Eigentlich steht das Schild für Durchfahrt verboten, ausgenommen Fahrräder. Aber der Müll im Hintergrund sagt etwas anderesDer Park wäre eigentlich, ja eigentlich wunderschön, er liegt direkt am Meer, im Hintergrund sind die vorgelagerten Inseln Favignana, und Levanzo zu sehen. Auch den Berg von Erice kann man gut sehen.

Täuschend ruhig, der Parco Salinella von Marsala

Aber drehe ich mich etwas nach rechts, dann sehe ich das soziale Viertel von Marsala:

Der soziale Brennpunkt von Marsala in bester Lage

Und wie das früher ja immer so war, die Grundstücke am Meer waren günstig, denn die blassen Adligen wollten nicht an die Sonne und so baute man dort alles das hin was lästig war, die Gleise der Bahn, die Häuser für die sozial Schwachen, Fabriken und so weiter. Wenn in Italien einer sozial schwach ist, dann ist er das wirklich. Hier wird keiner so versorgt wie in Deutschland. Daher versuchen sie zu überleben, egal auf welche Weise und das geschieht meist mit Drogenhandel.

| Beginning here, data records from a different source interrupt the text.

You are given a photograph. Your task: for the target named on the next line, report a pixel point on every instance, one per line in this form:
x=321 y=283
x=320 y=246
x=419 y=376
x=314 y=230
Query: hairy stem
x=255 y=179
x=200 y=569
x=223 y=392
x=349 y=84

Also, ich laufe da so mit meinem Hund, anfangs immer noch im Glauben, dass ja hier kein Auto fährt. Aber kaum, nachdem ich den Park betreten habe, fährt schon das erste Auto an mir vorbei. Mein Hund findet auch gleich die ersten Spritzen im Gebüsch und das nächste Auto drängelt auch schon wieder. Es wird gleich klar was hier gespielt wird. Ich darf mich nicht darum kümmern, wenn man hier etwas sieht, dass man nicht sehen soll, dann ist es besser, wenn man auch so tut als hätte man nichts gesehen. Wichtigste Regel und bester Schutz für einen selbst. Trotzdem bleibt es mir nicht verborgen wie die Dealer, einer nach dem anderen, sich im Gebüsch verstecken. Sie schauen sich immer wieder verstohlen zur mir um und ich mit meinem Hund bin da nicht erwünscht. Ich habe auch genug gesehen, es ist besser für mich, meinen Hund zu schnappen und mich davon zu machen.

Aber  nicht nur im Park wird gedealt, auch anderswo widmet man sich mit ganzem Herzen den Drogen. Hier ein Zeitungsbericht aus der Nachbarschaft:

Das Gras aufgehangen, wie Wäsche an der Leine

Die drei Jungs wurden erwischt, wie sie gut 45 kg Marihuana in einer kleinen Wohnung trocknen wollten. In dem kleinen Ort ist es niemandem verborgen geblieben, dass es aus allen Ritzen nach Gras roch. Die Polizei wurde gerufen und schlich um das Haus. Als sie Stimmen hörten, haben sie sofort eine Hausdurchsuchung gemacht. Was sie da erwartete, war schon beeindruckend. Sie hatten alle Wände, inklusive Bad wie ein Schweizer Käse durchlöchert, um Seile zu befestigen und daran das Marihuana zu trocknen:

Wie Wäsche an der Leine, so wird das Gras getrocknetMan muss sich mal vorstellen, 45 kg, dass waren 5 große Müllsäcke voll, mit einem Wert von 100.000 €, die hinterlassen geruchsmäßig ihre Spuren. Einer der Dreien hatten die Wohnung angemietet unter dem Vorwand, eine ruhige Bleibe für Frau und Kind zu wollen. Aber auch hier kam es anders als sie dachten, die Drei haben jetzt Hausarrest und warten auf ihre Verhandlung.

Alles leider ein Produkt der Armut, ausgelöst durch die Misswirtschaft der Politiker.

Ich genieße noch einen letzten Blick auf alle drei Inseln bevor es dunkel wird:

Alle drei Inseln auf einen Blick, dass hat sich jedenfalls gelohnt.